In Hemken/stdBeta_R: Standardized Coefficients for Linear Models

Comparing functions that standardize coefficients

There are several R functions out there that will return \'standardized coefficients\' of one sort or another. The capabilities and assumptions of these functions differ on

scaling variables versus scaling terms,
scaling by one standard deviation or two, and
scaling factor variables or not.

They also differ in what kind of data they return: just coefficients, full lm objects, or something else.

Reviewed here are the following functions:

QuantPsyc::lm.beta
lm.beta::lm.beta
lsr::standardCoefs
arm::standardize
reghelper::beta
effectsize::standardize
stdBeta::stdBeta

Three of these functions work fine for additive effects models - models with no interaction or polynomial terms.
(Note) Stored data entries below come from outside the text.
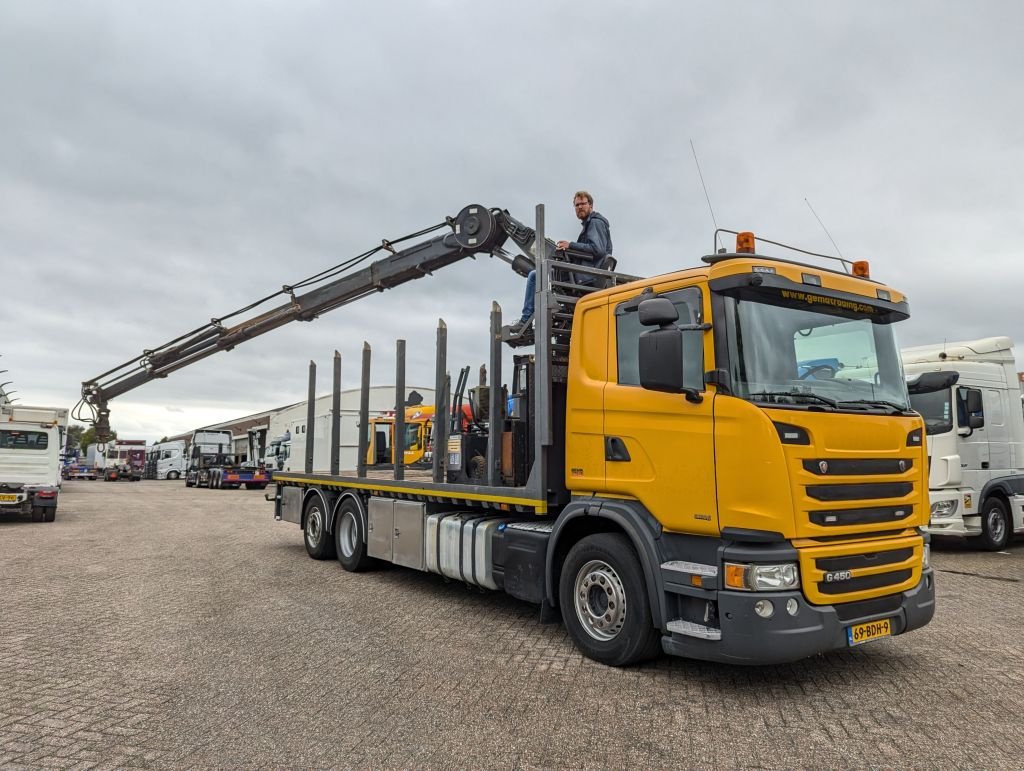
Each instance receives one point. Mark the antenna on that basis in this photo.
(824, 228)
(700, 174)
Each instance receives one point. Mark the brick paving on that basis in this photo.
(154, 626)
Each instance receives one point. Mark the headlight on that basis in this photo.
(762, 577)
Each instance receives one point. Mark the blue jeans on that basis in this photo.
(527, 303)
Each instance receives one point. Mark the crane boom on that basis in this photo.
(475, 229)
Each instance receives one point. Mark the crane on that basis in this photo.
(475, 229)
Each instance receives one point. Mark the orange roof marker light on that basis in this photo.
(862, 268)
(744, 243)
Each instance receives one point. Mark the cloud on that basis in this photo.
(164, 165)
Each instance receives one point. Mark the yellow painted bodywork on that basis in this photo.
(699, 468)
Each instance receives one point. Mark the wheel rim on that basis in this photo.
(600, 600)
(996, 524)
(347, 533)
(314, 526)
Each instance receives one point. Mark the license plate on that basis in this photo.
(861, 633)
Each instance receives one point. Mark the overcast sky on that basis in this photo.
(165, 163)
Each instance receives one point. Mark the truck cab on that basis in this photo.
(166, 460)
(975, 431)
(31, 438)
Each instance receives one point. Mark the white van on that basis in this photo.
(31, 440)
(970, 397)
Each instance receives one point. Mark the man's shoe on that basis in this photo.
(520, 327)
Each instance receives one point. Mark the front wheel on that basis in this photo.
(995, 526)
(603, 599)
(320, 545)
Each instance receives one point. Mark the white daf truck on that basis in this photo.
(166, 460)
(969, 394)
(31, 439)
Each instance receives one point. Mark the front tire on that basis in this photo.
(604, 604)
(349, 539)
(995, 525)
(318, 543)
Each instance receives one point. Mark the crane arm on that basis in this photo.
(474, 230)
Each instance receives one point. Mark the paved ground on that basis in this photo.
(158, 627)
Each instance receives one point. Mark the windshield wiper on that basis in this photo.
(879, 402)
(801, 394)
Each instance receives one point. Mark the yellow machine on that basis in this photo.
(419, 423)
(733, 473)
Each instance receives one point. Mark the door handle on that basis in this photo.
(614, 450)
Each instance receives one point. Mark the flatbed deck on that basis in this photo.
(420, 486)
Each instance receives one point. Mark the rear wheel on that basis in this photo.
(349, 540)
(320, 545)
(995, 526)
(604, 604)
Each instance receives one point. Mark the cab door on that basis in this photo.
(659, 447)
(973, 443)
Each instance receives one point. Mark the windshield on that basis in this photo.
(786, 350)
(936, 409)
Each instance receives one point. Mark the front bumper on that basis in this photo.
(962, 523)
(749, 639)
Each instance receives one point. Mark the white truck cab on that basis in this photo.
(166, 460)
(970, 396)
(31, 440)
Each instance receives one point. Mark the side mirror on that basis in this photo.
(929, 382)
(657, 311)
(974, 403)
(666, 356)
(662, 359)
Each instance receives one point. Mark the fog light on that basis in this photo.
(944, 508)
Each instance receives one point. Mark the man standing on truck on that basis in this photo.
(594, 244)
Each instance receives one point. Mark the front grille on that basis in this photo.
(855, 570)
(864, 582)
(875, 515)
(859, 491)
(855, 467)
(872, 559)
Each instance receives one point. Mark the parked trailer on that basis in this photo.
(668, 477)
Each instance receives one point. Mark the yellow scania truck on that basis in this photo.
(718, 463)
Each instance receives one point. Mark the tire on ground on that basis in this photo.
(603, 598)
(996, 527)
(318, 543)
(350, 538)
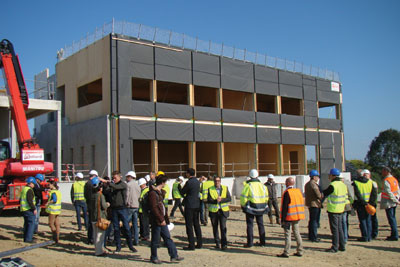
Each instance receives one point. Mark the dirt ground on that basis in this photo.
(73, 251)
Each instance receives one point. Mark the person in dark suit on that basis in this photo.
(191, 201)
(218, 198)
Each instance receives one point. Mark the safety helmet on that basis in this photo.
(93, 172)
(95, 181)
(334, 172)
(40, 177)
(131, 173)
(314, 173)
(142, 181)
(31, 180)
(253, 173)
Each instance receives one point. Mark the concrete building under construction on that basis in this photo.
(130, 103)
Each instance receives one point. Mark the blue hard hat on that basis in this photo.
(40, 177)
(335, 172)
(314, 173)
(95, 181)
(31, 180)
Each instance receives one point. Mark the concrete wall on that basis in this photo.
(88, 65)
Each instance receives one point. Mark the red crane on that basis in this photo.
(14, 171)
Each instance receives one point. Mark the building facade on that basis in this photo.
(130, 104)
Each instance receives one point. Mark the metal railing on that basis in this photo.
(183, 41)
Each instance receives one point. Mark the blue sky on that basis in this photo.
(358, 39)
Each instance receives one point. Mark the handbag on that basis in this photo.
(101, 223)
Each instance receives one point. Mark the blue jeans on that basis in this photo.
(38, 208)
(29, 225)
(391, 215)
(121, 215)
(133, 214)
(158, 231)
(313, 223)
(365, 223)
(374, 222)
(81, 204)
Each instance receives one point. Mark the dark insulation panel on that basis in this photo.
(310, 108)
(136, 60)
(330, 97)
(311, 138)
(329, 124)
(308, 80)
(268, 136)
(293, 137)
(238, 116)
(265, 118)
(142, 108)
(207, 133)
(323, 85)
(291, 91)
(267, 88)
(142, 130)
(239, 134)
(165, 110)
(206, 70)
(292, 121)
(310, 93)
(173, 66)
(174, 131)
(207, 114)
(311, 122)
(326, 139)
(237, 75)
(290, 78)
(266, 74)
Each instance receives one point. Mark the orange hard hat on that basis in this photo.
(370, 209)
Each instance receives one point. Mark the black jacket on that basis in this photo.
(190, 192)
(38, 194)
(118, 195)
(359, 201)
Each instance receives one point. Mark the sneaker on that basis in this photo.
(177, 259)
(331, 250)
(283, 255)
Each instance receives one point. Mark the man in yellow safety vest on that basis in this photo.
(337, 196)
(28, 209)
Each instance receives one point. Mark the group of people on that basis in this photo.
(31, 202)
(146, 199)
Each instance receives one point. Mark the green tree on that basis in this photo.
(384, 150)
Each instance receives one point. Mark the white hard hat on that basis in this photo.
(142, 181)
(93, 172)
(131, 173)
(253, 173)
(365, 172)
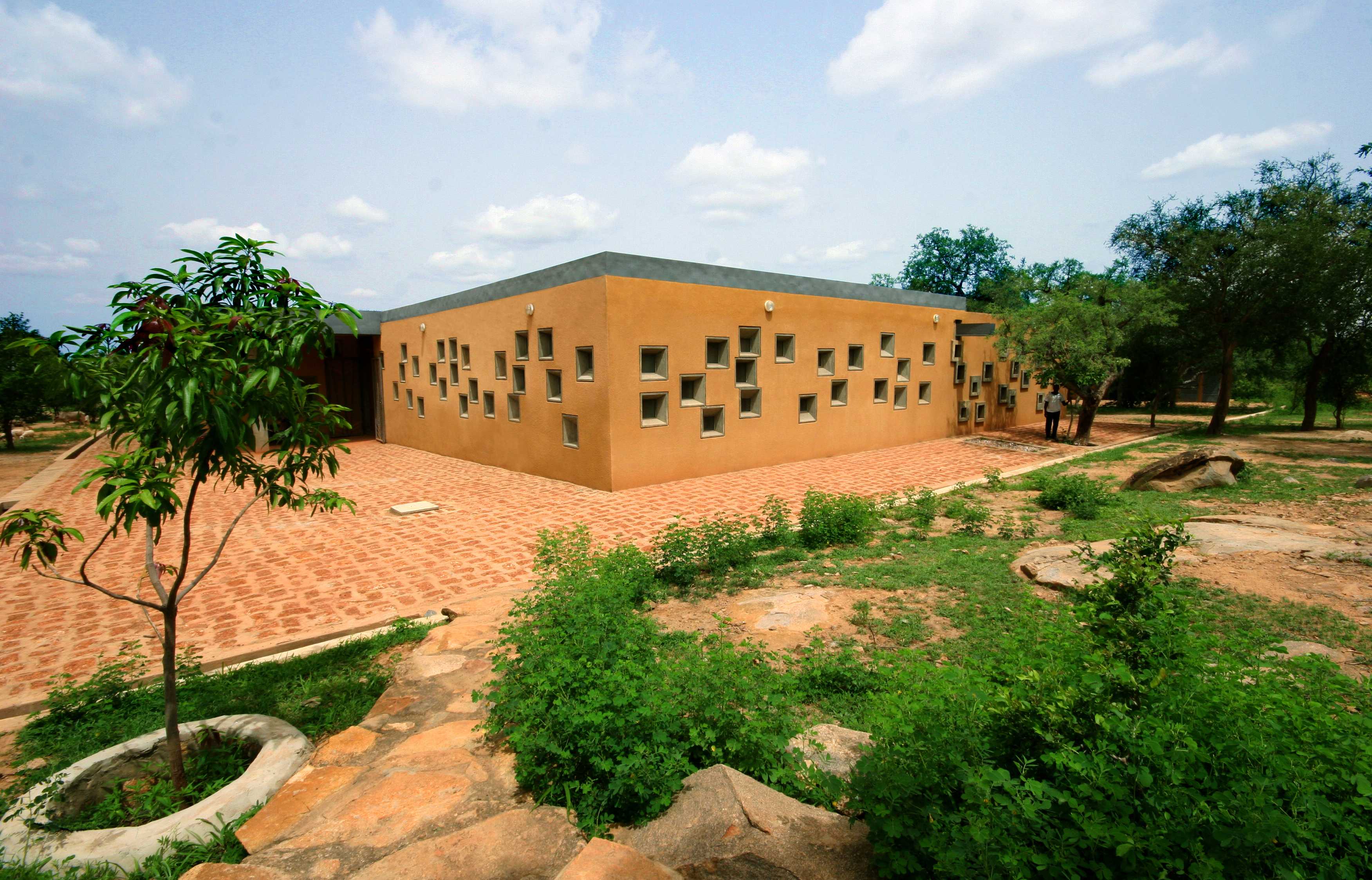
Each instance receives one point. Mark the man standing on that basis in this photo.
(1051, 413)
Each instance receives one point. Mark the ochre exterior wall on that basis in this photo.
(618, 316)
(534, 445)
(681, 316)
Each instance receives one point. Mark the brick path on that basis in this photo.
(287, 577)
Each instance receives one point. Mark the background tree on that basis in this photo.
(31, 380)
(1219, 262)
(193, 358)
(1071, 327)
(942, 264)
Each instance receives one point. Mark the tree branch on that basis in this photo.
(218, 550)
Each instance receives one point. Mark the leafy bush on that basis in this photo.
(607, 712)
(1128, 748)
(844, 519)
(1078, 494)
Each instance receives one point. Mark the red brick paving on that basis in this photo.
(287, 576)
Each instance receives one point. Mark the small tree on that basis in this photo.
(191, 361)
(28, 377)
(942, 264)
(1072, 330)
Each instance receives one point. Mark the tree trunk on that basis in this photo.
(1319, 364)
(173, 726)
(1222, 402)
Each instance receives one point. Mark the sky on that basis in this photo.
(405, 151)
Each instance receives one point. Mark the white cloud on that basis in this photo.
(83, 246)
(356, 209)
(1239, 150)
(529, 54)
(58, 57)
(843, 253)
(736, 179)
(318, 246)
(544, 218)
(939, 50)
(44, 265)
(1206, 54)
(208, 231)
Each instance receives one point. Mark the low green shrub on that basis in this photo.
(1128, 748)
(1078, 494)
(836, 519)
(606, 710)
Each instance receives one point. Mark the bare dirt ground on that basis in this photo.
(20, 465)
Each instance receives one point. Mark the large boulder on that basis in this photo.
(1193, 469)
(832, 749)
(726, 826)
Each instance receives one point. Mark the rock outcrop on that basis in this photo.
(1193, 469)
(728, 826)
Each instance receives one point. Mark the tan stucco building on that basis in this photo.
(619, 371)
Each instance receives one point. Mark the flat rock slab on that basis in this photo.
(413, 508)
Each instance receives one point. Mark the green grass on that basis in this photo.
(320, 694)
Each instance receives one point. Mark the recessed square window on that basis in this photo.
(652, 364)
(586, 364)
(717, 353)
(749, 342)
(749, 404)
(746, 373)
(713, 421)
(652, 409)
(693, 390)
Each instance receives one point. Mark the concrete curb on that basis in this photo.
(283, 752)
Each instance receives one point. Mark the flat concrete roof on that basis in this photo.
(656, 269)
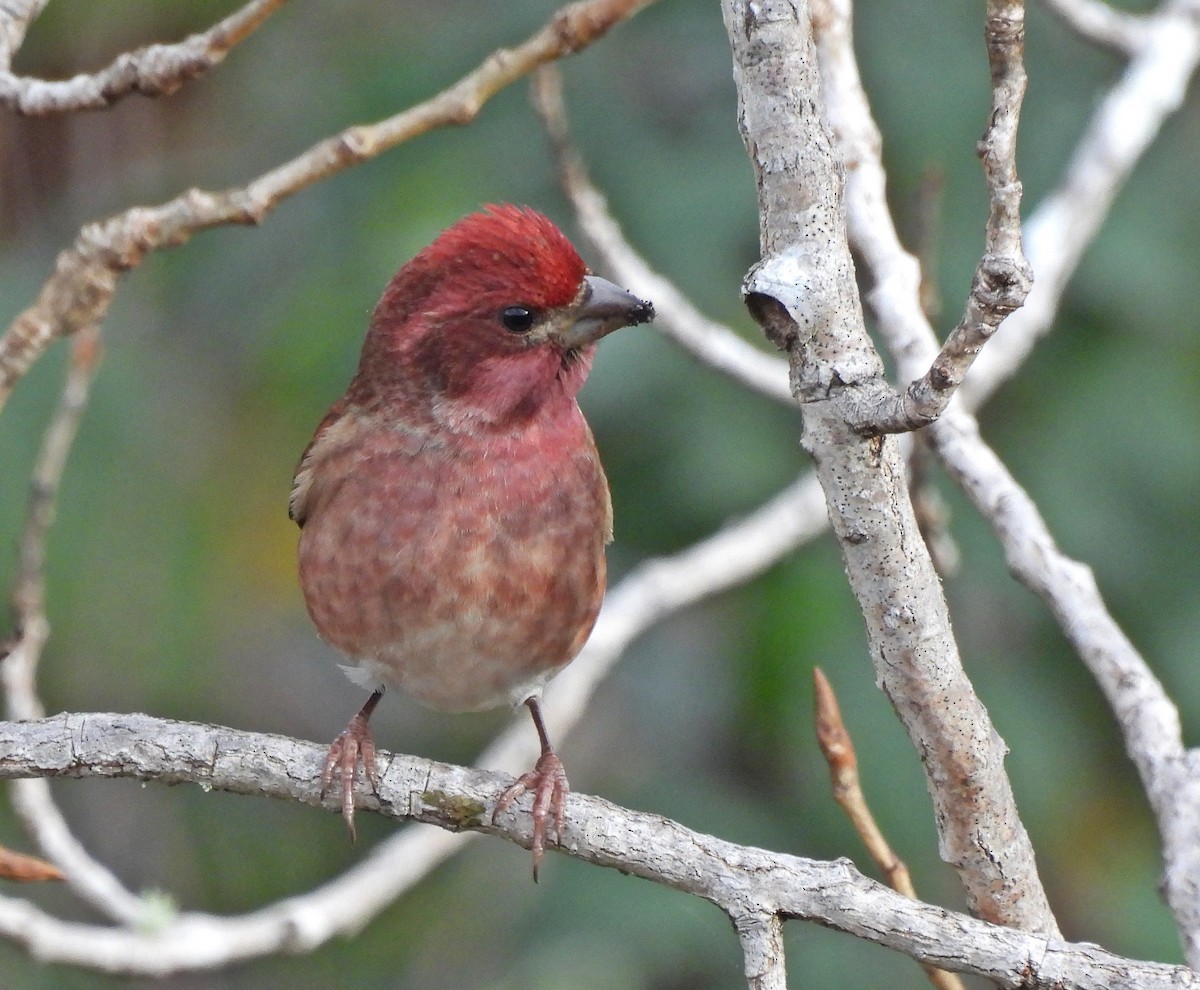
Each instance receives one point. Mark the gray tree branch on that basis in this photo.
(742, 881)
(803, 293)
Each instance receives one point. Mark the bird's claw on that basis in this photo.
(353, 745)
(547, 780)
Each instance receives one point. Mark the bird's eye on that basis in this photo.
(517, 318)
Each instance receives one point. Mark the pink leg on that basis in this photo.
(547, 780)
(354, 744)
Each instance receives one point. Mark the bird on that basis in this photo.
(453, 508)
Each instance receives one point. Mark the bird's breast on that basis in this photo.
(463, 569)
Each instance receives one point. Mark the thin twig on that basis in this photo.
(1123, 126)
(838, 749)
(31, 799)
(677, 318)
(1003, 276)
(1102, 24)
(25, 869)
(85, 276)
(156, 70)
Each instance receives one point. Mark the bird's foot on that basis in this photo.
(353, 745)
(547, 780)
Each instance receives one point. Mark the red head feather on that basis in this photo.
(438, 329)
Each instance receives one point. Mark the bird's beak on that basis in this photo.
(605, 307)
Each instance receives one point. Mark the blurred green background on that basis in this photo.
(172, 583)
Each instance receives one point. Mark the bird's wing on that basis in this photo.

However, they fail to produce the expected results where higher order terms are present. Two of these produce valid models, in the sense that they produce the correct predicted values and residuals. However, they are difficult to interpret when the model includes higher order terms, because similar-looking variables are not on the same scales.

Package::functions that return standardized coefficients:

QuantPsyc::lm.beta - standardizes the model matrix terms, including factors. Returns a vector of coefficients. Breaks on interaction terms.
lm.beta::lm.beta - returns an object of class "lm.beta", an augmented "lm" object. Standardizes everything in the model matrix. Same approach as QuantPsyc::lm.beta, but with a different return object.
lsr::standardCoefs - returns a matrix of unstandardized and standardized coefficients. Standardizes the model matrix terms, including factors. Again, same approach as QuantPsyc::lm.beta.
arm::standardize - standardizes model frame, scales by 2 sds rather than 1, y optional, various factor options, options to exclude some vars, returns an "lm" object
reghelper::beta
effectsize::standardize
stdBeta::stdBeta

What are \'Standardized Coefficients\'?

Standardized coefficients are usually described as the coefficients estimated for a model when all of the variables have been standardized. There are some variations on this basic idea, but they all begin by first - in principle - standardizing the variables.

I stipulate \"in principle\" because in some cases you do not actually have to transform your data before estimating a model. Where your model consists of only first-order, continuous variables, all you need are the standard deviations of each of your variables to calculate standardized coefficients from the unstandardized coefficients (coefficients in your data\'s original units).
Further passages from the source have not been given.